September 9, 2014 / 9:02 AM / 4 years ago

UK pension deficit doubles in year to August

LONDON (Reuters) - A funding shortfall in Britain’s private sector defined benefit pension schemes has more than doubled over the past year to reach 170.6 billion pounds (274.92 billion US dollar) at the end of August, the Pension Protection Fund (PPF) said on Tuesday.

The funding gap at the same point last year was 80.3 billion pounds, according to the PPF, created in 2005 to take over the assets and liabilities of UK-based defined benefit pension schemes if an employer goes bust.

The shortfall at the end of August was also up sharply from 122.7 billion pounds at the end of July.

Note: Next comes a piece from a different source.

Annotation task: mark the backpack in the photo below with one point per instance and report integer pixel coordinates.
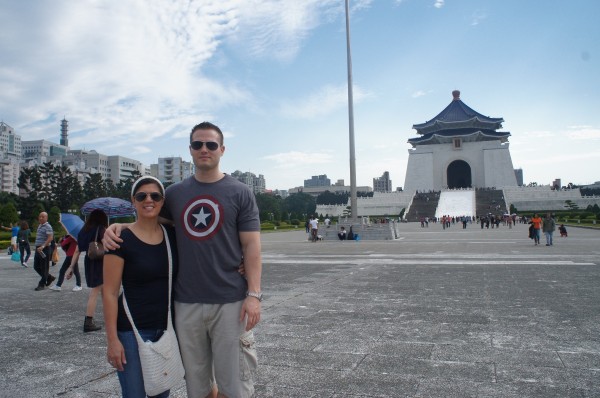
(350, 235)
(22, 237)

Private sector pension plans have faced a shortfall for more than three years now, the data showed, with three quarters of the 6,150 schemes tracked by PPF in deficit, the watchdog said.

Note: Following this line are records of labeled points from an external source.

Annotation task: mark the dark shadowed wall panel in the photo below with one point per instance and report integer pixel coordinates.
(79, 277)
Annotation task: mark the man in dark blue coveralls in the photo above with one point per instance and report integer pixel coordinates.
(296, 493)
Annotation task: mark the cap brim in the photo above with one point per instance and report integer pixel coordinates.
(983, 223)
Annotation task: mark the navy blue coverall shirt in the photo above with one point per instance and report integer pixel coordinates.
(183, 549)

In August, total assets of the schemes rose by 2.9 percent to 1.2 trillion pounds. Liabilities rose faster at 6.3 percent to 1.38 trillion pounds over the same period.

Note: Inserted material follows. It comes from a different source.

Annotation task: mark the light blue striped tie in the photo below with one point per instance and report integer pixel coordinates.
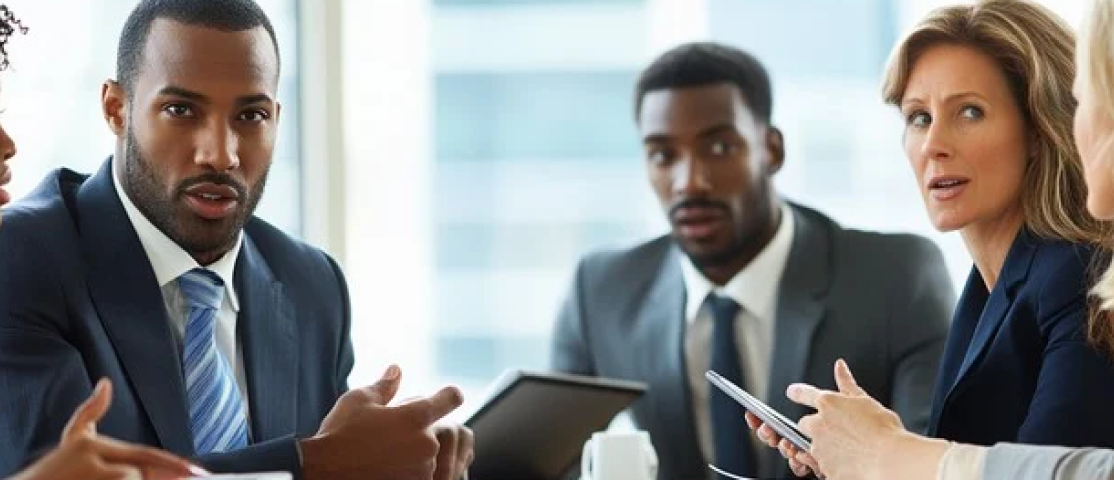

This is mainly due to falling gilt or British government bond yields which have been at low levels partly due to action taken by central banks since the financial crisis to spur economic growth.

The UK’s 15-year benchmark gilt yields fell by about 35 basis points during August after Bank of England Governor Mark Carney cooled financial market expectations that UK interest rates would rise sooner than predicted.

The Bank of England has pointed to a pick up in wage growth as a major factor for the timing of an interest rate move.

Carney said on Tuesday the Bank of England might start to raise interest rates next spring although the labour market was still in the process of recovering from the financial crisis.

Britain is still expected by financial markets to be among the first developed economies to raise interest rates, which should help to close the pension funding gap as pension schemes make more money from their investments.

Pension industry consultants said in the meantime the funding shortfall was manageable.

“The increasing levels of deficit cause a degree of discomfort but I don’t suppose anybody is going to be hitting the panic button,” Tom McPhail, head of pensions research at Hargreaves Lansdown, said.

Jon Hatchett, head of corporate consulting at Hymans Robertson, said that for most major companies pensions continued to remain affordable. But he said the funding gap highlighted yet again the benefits of hedging yield risk.